— Только тогда они поверят, что сына божьего нельзя держать под замком, нельзя запретить веру нашу! И тогда я стану царем царей и пророком пророков и выведу вас в рай, спасу души грешные. Я поведу вас в Петербург, к императу.
Ризничий отпрянул от двери, словно отброшенный сильным потоком. Ноги его задрожали, в голове замелькали обрывки мыслей. Он ясно увидел грозную опасность для своей жизни, выскочил и стремглав помчался…
Куда?
Не знал, куда бежать. Растерянно, беспомощно оглянулся. Через минуту рассудил, что единственное его спасение — быть вместе с игуменом, если тот сможет предпринять оборонительные меры, если успеет сделать все необходимое. И теперь-то игумен уже не станет к нему придираться, оценит его заслуги.
Он помчался к келье игумена и, не постучав, ворвался к нему. Игумен сидел там же и в том же положении.
— Беда приближается, отец игумен. Мы пропали. Разрушит, убьет. У него сила… Приказал готовить всех… — путаясь, всхлипывал ризничий.

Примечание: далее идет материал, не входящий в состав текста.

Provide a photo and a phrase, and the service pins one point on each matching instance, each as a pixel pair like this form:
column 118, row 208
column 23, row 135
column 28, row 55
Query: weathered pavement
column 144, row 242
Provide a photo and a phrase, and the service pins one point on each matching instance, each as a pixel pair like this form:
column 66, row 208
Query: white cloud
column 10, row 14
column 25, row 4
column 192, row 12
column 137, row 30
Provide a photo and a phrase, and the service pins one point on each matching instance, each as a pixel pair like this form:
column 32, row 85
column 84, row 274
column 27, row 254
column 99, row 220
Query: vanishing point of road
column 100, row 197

Меркурий понял сразу, о чем речь. Понял и оценил. Он уже не слушал, о чем бормотал перепуганный ризничий, не обращал внимания на подагру, он вскочил на ноги, нервно заходил по келье. И вдруг нашел выход.
— Не дрожи, отец ризничий, тебя еще не вешают. Слушай внимательно. Выступают не завтра — это хорошо. Он такой дурак, даже этого не понял. У нас есть время. Немедленно спустись в подвал и закрой железную дверь. Запри ее изнутри. В правой стене есть потайная дверь, пойдешь через нее, куда выведет. Из сокровищницы все перенеси туда и бумаги всякие тоже. Но это после того, как запрешь. А потом… Куда ты бежишь? Стой! Об этом ни одна живая душа не должна знать. А потом пойди в церковь и под престолом открой люк. И тоже смотри, чтобы никто не видел.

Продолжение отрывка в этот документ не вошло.